Chapter 1

20.4K 842 173
                                    


WARNING: MENGANDUNG UNSUR KEKERASAN DAN KONTEN DEWASA, MUNGKIN SEJENIS BDSM YANG SANGAT TIDAK PANTAS UNTUK DITIRU. JIKA KALIAN MERASA TAKUT PADA KEKERASAN DAN BELUM MEMILIKI USIA YANG CUKUP UNTUK MEMBACA CERITA DEWASA, DIHARAPKAN UNTUK BIJAK DALAM MEMILAH BACAAN. TERIMA KASIH.

¤¤¤

8 ans plus tard (8 tahun kemudian)...

"Tidak!"

Tambang mengikat beberapa bagian tubuhnya, pergelangan tangan dan kakinya, diikuti lilitan di perut hingga dadanya yang terbuka. Ia terpampang, bagaikan bayi, bagaikan sebuah manekin hidup yang tak terpakai. Dia diikat, dicekal, dicancang. Tambang itu seakan mendekapnya kuat, keringat dingin menjalar hingga membasahi tambang yang melilitnya. Bibirnya tersumpal, dijejal kain dengan bau pesing yang menjijikkan.

"Jangan berteriak! Diam!"

Lalu pria itu kembali menggerayangi tubuhnya yang terlilit, ia dikuasi oleh pria itu. Seringai menyeramkan terbit di wajahnya saat pria itu memandangi tubuhnya. Di kegelapan, wanita itu menjerit meski kain berbau pesing menjejal di mulutnya. Air mata yang mengering kembali keluar dengan deras, ia menangis. Namun apalah arti dari air mata untuk dunia yang kejam?

"Diam, Sayang! Diam!" hardik pria itu lagi, kepalanya bergerak mendekat. Lantas berbisik tepat di telinga sang wanita yang terasa lembab oleh keringat. "Jangan sampai Jericho bangun dan mendengar teriakanmu."
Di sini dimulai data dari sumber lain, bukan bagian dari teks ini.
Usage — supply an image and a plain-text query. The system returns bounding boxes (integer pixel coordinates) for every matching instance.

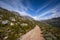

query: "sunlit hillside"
[0,7,60,40]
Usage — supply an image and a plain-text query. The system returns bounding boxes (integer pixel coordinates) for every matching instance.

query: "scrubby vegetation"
[0,7,60,40]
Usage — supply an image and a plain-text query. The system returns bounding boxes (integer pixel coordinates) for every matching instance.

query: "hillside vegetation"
[0,7,60,40]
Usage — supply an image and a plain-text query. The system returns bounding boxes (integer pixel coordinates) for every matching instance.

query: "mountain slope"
[44,17,60,27]
[0,7,60,40]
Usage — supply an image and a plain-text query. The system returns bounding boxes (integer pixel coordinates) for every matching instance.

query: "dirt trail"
[20,25,44,40]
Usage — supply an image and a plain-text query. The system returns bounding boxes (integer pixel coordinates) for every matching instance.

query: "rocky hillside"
[44,17,60,27]
[0,7,60,40]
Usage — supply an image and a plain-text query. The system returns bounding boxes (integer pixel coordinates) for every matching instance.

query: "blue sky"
[0,0,60,20]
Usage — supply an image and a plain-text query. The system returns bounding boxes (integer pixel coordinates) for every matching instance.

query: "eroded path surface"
[20,25,44,40]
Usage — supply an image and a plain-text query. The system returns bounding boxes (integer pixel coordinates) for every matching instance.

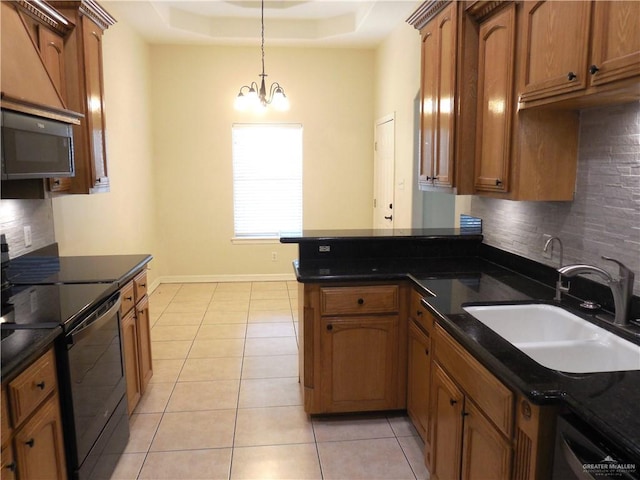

Pria itu lantas tertawa. Tawanya bergema di tengah keheningan mencekam. Sementara objek di depannya terus menggeliat bagaikan cacing. Dengan tubuh terikat penuh keringat, payudara membusung yang terkukung oleh tambang dan mulut yang tersumpal oleh kain berbau pesing. Air mata kian menderas turun membasahi wajah seorang Hawa itu, menyatu dengan keringat yang melekat di tubuhnya.

"Kemari, Sayang, lihat aku. Lihat wajahku."

Pria itu meraih dagunya, mencengkramnya kuat. Memaksanya untuk mendongak ketika wanita itu menunduk karena lemas. Dengan pasrah ia mendongak, memandangi seringai culas yang terkembang di bibir tebal pria itu. Dia bajingan, dia bajingan, batinnya tanpa henti. Sementara pria itu terus memamerkan seringai culasnya, tanpa peduli dengan sirat ketakutan yang terlihat di wajah wanita itu.

"Jangan menangis," gumam pria itu. "Jangan menangis. Wajahmu lembab seperti ular. Jangan membuatku jijik!"

Di balik mulutnya yang tersumpal, wanita itu menggeram. Perasaan mual menderanya ketika bau pesing itu terkecap di mulutnya. Ia tersiksa. Tak ada yang bisa ia lakukan selain menangis. Dan ketika ia berusaha untuk patuh dan meredam tangisannya, tiba-tiba ia merasakan sesuatu yang menggelitik bagian intinya. Wanita itu praktis mengejang. Merasakan gelitikan yang perlahan berubah menjadi sengatan ngilu.

Sengatan itu menggetarkan vaginanya yang merekah, menguarkan perasaan ngilu yang tak terbendung. Pria itu menekan-nekan kuas cat tepat di klitoris kelaminnya, hingga bulu-bulu yang terdapat dari kuas tersebut membuat wanita itu semakin tersiksa. Ada perasaan aneh, ngilu yang menyakitkan. Menjalari tubuhnya hingga mengejang-ngejang. Seketika kantung kemihnya terasa penuh. Ia merasa ingin kencing.

Ia berteriak di balik mulutnya yang tersumpal.

"Jalang cabul! Lihat ini! Vaginamu banjir!" kekeh pria itu seraya menyeringai puas. Tangan besarnya merekahkan kelamin wanita itu semakin lebar, lantas mengesekkan bulu-bulu kuas itu semakin kasar.